Sister label to Logan D’s celebrated Low Down Deep imprint, Subway Soundz is an insight into who’s going to be the next big thing in drum & bass, usually of a LDD-style nature - that being a treacherously heavy, barbaric notion of industrial-grade drum & bass pressure. With Logan helping facilitate one of the most popular strands of DnB in clubs, festivals and events around the world, Subway Soundz allows him to carefully cultivate, nurture and mentor some of the hottest new-gen prospects around. Launched in London in 2014, Tyke, Pacso, Majistrate, Guv, Dominator, Turno, Nu Elementz and Profile have all released on the label in the past, whilst new young guns Infrared, Slipz, Sota, Klay, Warhead, Alphaze, Warhead and Gino have more than proved their mettle so far. If Subway Soundz’s past success rate is anything to go by, expect more goodness en route from the entirety of the roster.
Review: The southern city of Mannheim, Germany is more synonymous with minimal techno than it is drum 'n' bass. Local producer Bassface Sasha is definitely affiliated with the latter genre; the Subway Soundz staple returning to the label for the follow up to 2019's Make Me Feel / Bullseye EP. This edition is quite fittingly titled The Country Series - Germany and features the off-kilter jump-up shenanigans of "Not In Charge" in addition to the seething sci-fi steppa "Meteor".
Review: Part of Vienna's Switch! Crew, Felix Bleich, better known as Skore, is an ascendant producer on the international jump-up scene. The unique and dark sound in his productions has been featured on Subway Soundz, Co-Lab Recordings and many others. Signing up with UK label Low Down Deep, he takes things further with these two bangers: from the wonky bass and block rockin' beats of "Bad Omen" to the off-kilter neurofunk crossover of "The Chronicles" - there's all you need right here on The Country Series - Austria.
Review: Shove these bangers on your red list! Logan D's Subway Soundz continue their Country Series with this one-way flight to Japan courtesy of the super consistent and forever fiery Tomoyoshi. Across four tracks he reps his country in every direction: 'Avant Garde' is a firing high toned laser fest, 'Bass In Your Face' is all about those skippy breakbeats and eerie tones, 'Turn It Up' brings the funk with cheeky snippets of keys and a mischievous sense of groovemanship while 'Burn Dem' closes the EP on a curmudgeonly, gruff note that's the sonic equivalent of those Toyko station train pushers who squeeze all the passengers in. Squeeze up and blast off!

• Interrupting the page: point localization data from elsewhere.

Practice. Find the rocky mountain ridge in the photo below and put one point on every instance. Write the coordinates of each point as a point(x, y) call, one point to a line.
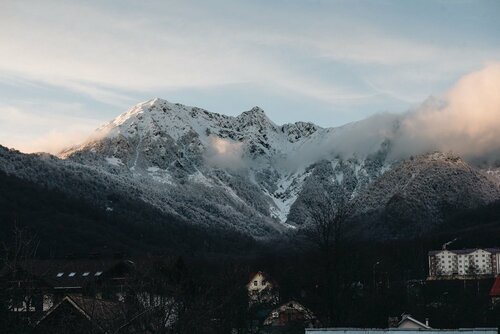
point(252, 175)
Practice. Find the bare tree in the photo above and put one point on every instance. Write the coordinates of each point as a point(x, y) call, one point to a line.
point(21, 295)
point(326, 231)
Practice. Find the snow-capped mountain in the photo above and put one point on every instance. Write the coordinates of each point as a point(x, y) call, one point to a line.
point(246, 163)
point(252, 175)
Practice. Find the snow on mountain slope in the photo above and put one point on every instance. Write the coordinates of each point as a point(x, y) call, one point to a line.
point(257, 164)
point(255, 176)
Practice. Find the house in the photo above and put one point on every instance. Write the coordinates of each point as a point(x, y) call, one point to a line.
point(36, 285)
point(400, 331)
point(464, 263)
point(290, 313)
point(76, 314)
point(262, 289)
point(495, 290)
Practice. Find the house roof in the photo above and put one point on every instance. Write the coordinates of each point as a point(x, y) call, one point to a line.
point(104, 314)
point(69, 273)
point(408, 317)
point(291, 305)
point(495, 289)
point(465, 251)
point(264, 274)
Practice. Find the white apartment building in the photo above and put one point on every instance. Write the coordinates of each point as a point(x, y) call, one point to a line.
point(464, 263)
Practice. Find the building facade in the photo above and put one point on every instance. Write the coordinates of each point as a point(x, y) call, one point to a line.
point(464, 263)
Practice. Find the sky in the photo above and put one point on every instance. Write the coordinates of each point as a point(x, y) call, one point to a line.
point(66, 67)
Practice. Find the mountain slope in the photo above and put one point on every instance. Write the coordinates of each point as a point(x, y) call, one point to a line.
point(251, 175)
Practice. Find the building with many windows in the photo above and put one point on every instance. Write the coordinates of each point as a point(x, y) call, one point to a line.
point(464, 263)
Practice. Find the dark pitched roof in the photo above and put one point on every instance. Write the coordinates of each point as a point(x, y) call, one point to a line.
point(104, 314)
point(71, 273)
point(265, 275)
point(408, 317)
point(495, 289)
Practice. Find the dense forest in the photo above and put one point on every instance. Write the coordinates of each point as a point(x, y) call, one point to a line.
point(359, 284)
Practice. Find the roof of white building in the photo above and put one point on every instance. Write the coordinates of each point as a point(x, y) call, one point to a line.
point(465, 251)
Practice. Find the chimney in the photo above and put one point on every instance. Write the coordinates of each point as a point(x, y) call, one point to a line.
point(393, 322)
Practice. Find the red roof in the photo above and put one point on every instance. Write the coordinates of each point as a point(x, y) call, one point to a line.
point(495, 289)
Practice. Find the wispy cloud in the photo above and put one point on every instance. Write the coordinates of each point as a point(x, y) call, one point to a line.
point(347, 58)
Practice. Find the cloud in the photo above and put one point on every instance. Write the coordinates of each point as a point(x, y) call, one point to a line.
point(225, 153)
point(466, 120)
point(43, 127)
point(98, 50)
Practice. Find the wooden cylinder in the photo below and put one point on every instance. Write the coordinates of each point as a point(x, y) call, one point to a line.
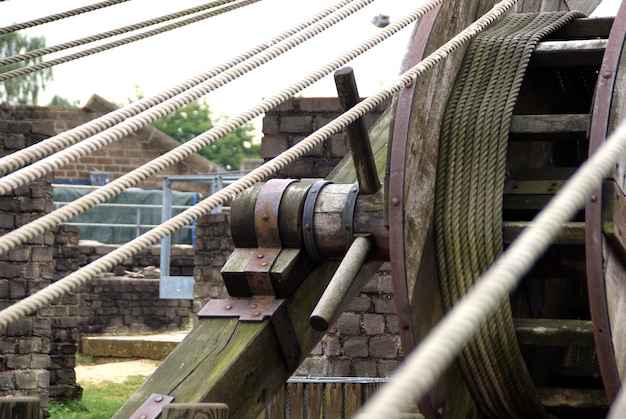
point(340, 284)
point(329, 227)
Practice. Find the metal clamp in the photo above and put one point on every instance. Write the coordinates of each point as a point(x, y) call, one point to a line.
point(268, 236)
point(256, 310)
point(348, 215)
point(152, 407)
point(307, 219)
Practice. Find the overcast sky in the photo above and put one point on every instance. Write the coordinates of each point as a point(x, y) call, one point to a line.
point(162, 61)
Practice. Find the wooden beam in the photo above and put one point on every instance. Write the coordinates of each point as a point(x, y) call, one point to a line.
point(554, 332)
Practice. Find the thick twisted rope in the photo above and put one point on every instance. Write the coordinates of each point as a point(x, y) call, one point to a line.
point(124, 41)
point(133, 124)
point(106, 262)
point(58, 16)
point(46, 222)
point(58, 142)
point(443, 344)
point(468, 202)
point(108, 34)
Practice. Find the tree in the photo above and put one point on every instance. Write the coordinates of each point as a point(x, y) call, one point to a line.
point(194, 119)
point(23, 90)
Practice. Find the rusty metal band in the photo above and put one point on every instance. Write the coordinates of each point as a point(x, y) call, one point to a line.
point(266, 212)
point(257, 310)
point(348, 214)
point(396, 153)
point(600, 118)
point(152, 407)
point(307, 219)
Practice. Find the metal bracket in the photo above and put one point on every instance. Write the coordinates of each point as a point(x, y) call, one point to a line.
point(307, 219)
point(256, 310)
point(152, 407)
point(348, 214)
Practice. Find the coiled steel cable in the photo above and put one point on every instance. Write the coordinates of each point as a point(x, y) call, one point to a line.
point(106, 262)
point(118, 43)
point(46, 222)
point(58, 142)
point(443, 344)
point(468, 202)
point(108, 34)
point(58, 16)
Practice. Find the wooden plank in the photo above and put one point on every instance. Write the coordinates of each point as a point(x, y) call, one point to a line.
point(353, 398)
point(554, 332)
point(614, 217)
point(334, 401)
point(296, 400)
point(222, 359)
point(587, 52)
point(566, 127)
point(277, 406)
point(571, 233)
point(195, 410)
point(315, 398)
point(594, 27)
point(19, 407)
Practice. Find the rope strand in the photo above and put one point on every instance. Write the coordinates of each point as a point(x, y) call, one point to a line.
point(93, 38)
point(73, 281)
point(58, 142)
point(58, 16)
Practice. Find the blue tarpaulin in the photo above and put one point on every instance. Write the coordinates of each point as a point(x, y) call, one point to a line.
point(133, 204)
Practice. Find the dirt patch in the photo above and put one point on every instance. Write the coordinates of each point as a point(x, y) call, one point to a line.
point(116, 371)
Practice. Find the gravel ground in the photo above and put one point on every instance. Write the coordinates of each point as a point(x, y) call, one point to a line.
point(116, 371)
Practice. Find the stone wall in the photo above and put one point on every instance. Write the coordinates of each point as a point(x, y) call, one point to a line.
point(126, 305)
point(287, 124)
point(25, 344)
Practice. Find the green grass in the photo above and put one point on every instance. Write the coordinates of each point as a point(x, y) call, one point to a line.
point(99, 401)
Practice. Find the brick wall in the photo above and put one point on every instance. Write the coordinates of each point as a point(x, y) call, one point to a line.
point(297, 118)
point(25, 345)
point(127, 154)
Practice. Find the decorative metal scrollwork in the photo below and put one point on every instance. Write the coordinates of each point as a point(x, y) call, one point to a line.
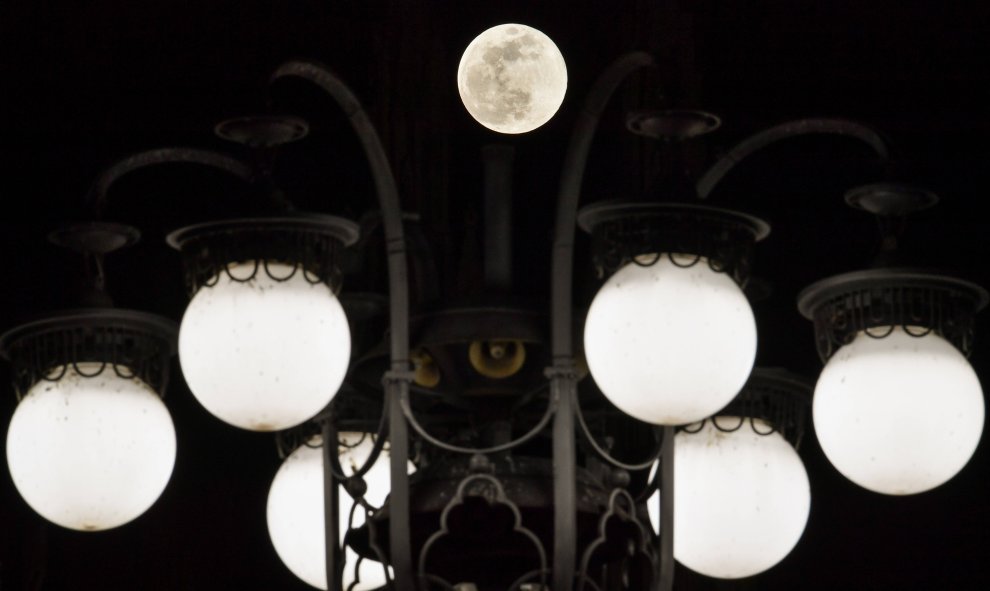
point(131, 344)
point(621, 510)
point(642, 233)
point(308, 245)
point(489, 489)
point(772, 401)
point(874, 302)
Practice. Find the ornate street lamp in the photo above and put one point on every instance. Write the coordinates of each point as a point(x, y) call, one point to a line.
point(897, 409)
point(91, 445)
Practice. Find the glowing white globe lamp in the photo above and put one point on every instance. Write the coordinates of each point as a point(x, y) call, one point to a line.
point(264, 353)
point(742, 499)
point(90, 453)
point(897, 409)
point(295, 510)
point(900, 414)
point(670, 337)
point(512, 78)
point(668, 343)
point(264, 344)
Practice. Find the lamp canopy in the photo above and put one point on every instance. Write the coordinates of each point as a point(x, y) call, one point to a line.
point(90, 85)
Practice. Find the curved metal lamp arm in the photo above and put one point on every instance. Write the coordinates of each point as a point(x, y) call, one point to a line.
point(97, 197)
point(398, 378)
point(563, 378)
point(784, 131)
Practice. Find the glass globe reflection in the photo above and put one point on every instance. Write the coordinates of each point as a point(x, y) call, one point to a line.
point(670, 344)
point(90, 453)
point(900, 414)
point(264, 354)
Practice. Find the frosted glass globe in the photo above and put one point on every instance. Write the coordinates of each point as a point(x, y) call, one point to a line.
point(90, 453)
point(264, 355)
point(741, 499)
point(670, 345)
point(295, 510)
point(898, 415)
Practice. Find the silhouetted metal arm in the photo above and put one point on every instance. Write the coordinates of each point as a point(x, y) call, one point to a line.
point(563, 376)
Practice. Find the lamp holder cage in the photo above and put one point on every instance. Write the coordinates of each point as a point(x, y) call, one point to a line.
point(876, 301)
point(309, 243)
point(778, 398)
point(130, 343)
point(642, 233)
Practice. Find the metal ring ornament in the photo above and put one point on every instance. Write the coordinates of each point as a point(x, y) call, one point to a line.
point(605, 456)
point(876, 300)
point(640, 233)
point(309, 243)
point(779, 398)
point(133, 344)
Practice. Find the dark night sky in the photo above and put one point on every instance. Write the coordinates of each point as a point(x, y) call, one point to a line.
point(82, 85)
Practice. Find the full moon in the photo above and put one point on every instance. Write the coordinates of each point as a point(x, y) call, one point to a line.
point(512, 78)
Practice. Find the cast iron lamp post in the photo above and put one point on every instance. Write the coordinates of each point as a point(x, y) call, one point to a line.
point(897, 408)
point(91, 446)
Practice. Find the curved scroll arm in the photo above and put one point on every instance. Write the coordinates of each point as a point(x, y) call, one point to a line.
point(563, 377)
point(784, 131)
point(97, 196)
point(607, 457)
point(376, 451)
point(398, 378)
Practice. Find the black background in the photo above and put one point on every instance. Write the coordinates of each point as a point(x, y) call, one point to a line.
point(84, 84)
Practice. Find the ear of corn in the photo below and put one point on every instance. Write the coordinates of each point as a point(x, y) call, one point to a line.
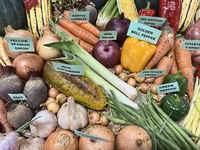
point(128, 8)
point(38, 17)
point(189, 8)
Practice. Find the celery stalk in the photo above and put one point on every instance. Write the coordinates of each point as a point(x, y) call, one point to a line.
point(90, 65)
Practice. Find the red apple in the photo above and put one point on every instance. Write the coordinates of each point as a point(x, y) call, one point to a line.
point(107, 53)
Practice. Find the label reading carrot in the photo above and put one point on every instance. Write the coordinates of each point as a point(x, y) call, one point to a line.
point(69, 69)
point(151, 21)
point(191, 45)
point(79, 16)
point(20, 44)
point(167, 88)
point(143, 32)
point(17, 97)
point(108, 35)
point(151, 73)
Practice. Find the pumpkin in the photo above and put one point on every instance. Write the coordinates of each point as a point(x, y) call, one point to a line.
point(12, 12)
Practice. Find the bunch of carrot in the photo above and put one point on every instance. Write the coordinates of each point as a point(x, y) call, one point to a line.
point(85, 33)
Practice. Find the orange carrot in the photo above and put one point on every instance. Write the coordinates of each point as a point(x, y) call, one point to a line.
point(164, 64)
point(78, 31)
point(174, 68)
point(82, 43)
point(85, 25)
point(183, 59)
point(164, 44)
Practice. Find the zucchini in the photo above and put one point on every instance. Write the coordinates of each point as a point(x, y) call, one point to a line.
point(189, 8)
point(84, 90)
point(38, 17)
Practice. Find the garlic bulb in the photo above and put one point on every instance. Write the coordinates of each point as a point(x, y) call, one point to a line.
point(72, 115)
point(31, 143)
point(44, 125)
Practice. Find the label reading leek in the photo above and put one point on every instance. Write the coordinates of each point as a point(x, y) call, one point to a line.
point(69, 69)
point(89, 136)
point(79, 16)
point(151, 73)
point(108, 35)
point(20, 44)
point(167, 88)
point(17, 97)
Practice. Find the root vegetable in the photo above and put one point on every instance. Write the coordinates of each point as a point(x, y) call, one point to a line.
point(100, 131)
point(133, 138)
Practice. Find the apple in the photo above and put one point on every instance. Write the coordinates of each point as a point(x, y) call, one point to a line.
point(107, 53)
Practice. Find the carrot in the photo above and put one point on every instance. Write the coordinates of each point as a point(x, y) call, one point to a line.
point(78, 31)
point(164, 64)
point(5, 126)
point(82, 43)
point(164, 44)
point(183, 59)
point(174, 68)
point(85, 25)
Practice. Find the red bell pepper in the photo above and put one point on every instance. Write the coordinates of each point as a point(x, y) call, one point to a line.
point(171, 10)
point(147, 11)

Review: Logan D's Subway Soundz launches a brand new concept collection - The Country Series will see the label exploring underground sounds across the world and connect us all through this powerful music we call D&B. First up we Czech into Czechia via one of the country's most consistent and prolific jump-up artists Magenta who lays down four slabs of riffy, bouncy magic. Highlights include the addictive Q&A funk of 'Riddims', the quirky groove and off-beat bass harmonics of 'Broadcast' and the ridiculous bassline croaks and gurgles of 'Disco Dance'. Get your passports out for the lads.
Review: ERROR: Error is not found. Master Error continues his faultless work this time on Subway Soundz as he brings a whole load of pals into the mix and lets loose with four of his most unruly, brazen bangers. Amplify and Blckhry step up first as we hit the savage bassline-led 'Think About It', we're then hurled down a rabbit hole of gully as more collabos hit us left/right/centre. 'The Only One' (with Maurizzle) brings a little housey funk to the hook, Amplify returns with another bruiser on the growling, grumpy '49' and a Fanatics link-up closes with set with a goodtime 2012-style ringtone riff. BBFF business (the extra b stands for badness)
Review: The second part of Subway Soundz's Back to the Future album is here and ready to transport you to a different timezone by way of a sonic punch to the ears. They've brought in the entire crew for this one and the list is exhaustive, with artists from Puppetz to Tomoyoshi all digging deep into their jump-up filled Mary Poppins bags. Alphaze and Runnah's 'The Sound' is the album at its best, as a pounding percussive lead reaches into your soul and pulls it out your ears via a crashing, relentless concoction of bass stabs and skipping energy. Blackhry's 'Both' is scarred and torn in its approach, whilst Klay's 'Edo Tensei' is possibly the most creative on the album, with a clever use of space and a booming bassline. Wicked.